Slowly and laboriously, I made in her direction, but she sped away swiftly down the wharf, across the rustic bridge and into her cottage, closing the door behind her quickly.
As I sat by the fireside, thinking over what possibly could have caused Mary to behave so, something spoke to me again and again, saying:—
"Go over and find out. Go over and find out."
But I did not obey. My conscience felt clear of all wrong intent and I decided it would be better to wait till morning, when I would be more fit for the ordeal and Mary would have had time for second thoughts.
Had I only known what the decision meant to me; the hours of mental torment, the suspense, the dread loneliness, I would have obeyed the inner voice and hastened to Mary's side that very moment, stripping all wrong ideas and wrong impressions of their deceitful garments, leaving them bare and cold and harmless.
I did not know, and, for my lack of knowledge or intuition, I had to suffer the consequences.
Later in the evening, a yacht put into the Bay. It carried some ladies and gentlemen who had been on a trip to Alaska and were now returning south.
They called in for a few supplies, the getting of which I merely supervised. They asked and obtained permission from me to tie up at the wharf for the night.
After they had returned aboard and just as I was laboriously undressing, I heard music floating across from Mary's. It was the same sweet, entrancing, will-o'-the wisp music that her touch always created.
But to-night, she played the shadowy, mysterious, light and elusive Ballade No. 3 of Chopin. How well I knew the story and how sympathetically Mary followed it in her playing! till I could picture the scenes and the characters as if they were appearing before me on a cinema screen:—the palace, the forest and the beautiful lake; the knight and the strange, ethereal lady; the bewitchment; the promise; the new enchantress, the lure of the dance, the lady's flight and the knight's pursuit over the marshes and out on to the lake; the drowning of the unfaithful gallant and the mocking laugh of the triumphant siren.

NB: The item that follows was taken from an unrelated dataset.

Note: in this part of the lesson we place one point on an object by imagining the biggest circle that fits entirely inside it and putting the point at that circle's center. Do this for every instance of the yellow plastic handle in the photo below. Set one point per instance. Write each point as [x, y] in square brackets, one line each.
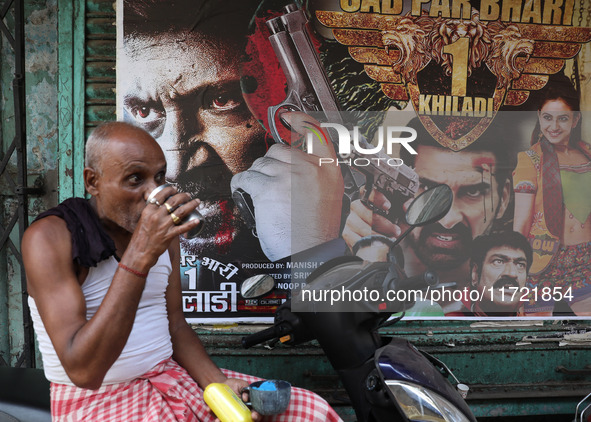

The music swelled and whispered, sobbed and laughed, thundered and sighed at the call of the wonderful musician who translated it.
I was bewitched by the playing, almost as the knight had been by the ethereal lady of the music-story.
Suddenly the music ceased. I thought Mary had retired to rest. But again, on the night air, came the introduction to the little ballad I had already heard her sing in part. Her voice, with its plaintive sweetness, broke into melody.
She lilted softly the first verse,—and I waited.
She sang the second verse. Again I waited, wondering, then hoping and longing that she would continue.
The third verse came at last and—I regretted its coming.
A maid there was in the North Countree;
A sad little, lone little maid was she.
Her knight seemed fickle and all untrue
As he rode to war at the drummer's dree.
And, day by day, as her sorrow grew,
Her spinning wheel groaned and the threads wove through;
It groaned.—It groaned.—It groaned and the threads wove through.
"What a stupid little song, after all!" I exclaimed. "Surely there must be another verse to it? Where does the happy ending come in?"
But, though I listened eagerly, no further sounds broke the stillness of the night save the sobbing and moaning of the sea and the hooting of a friendly owl in the forest behind.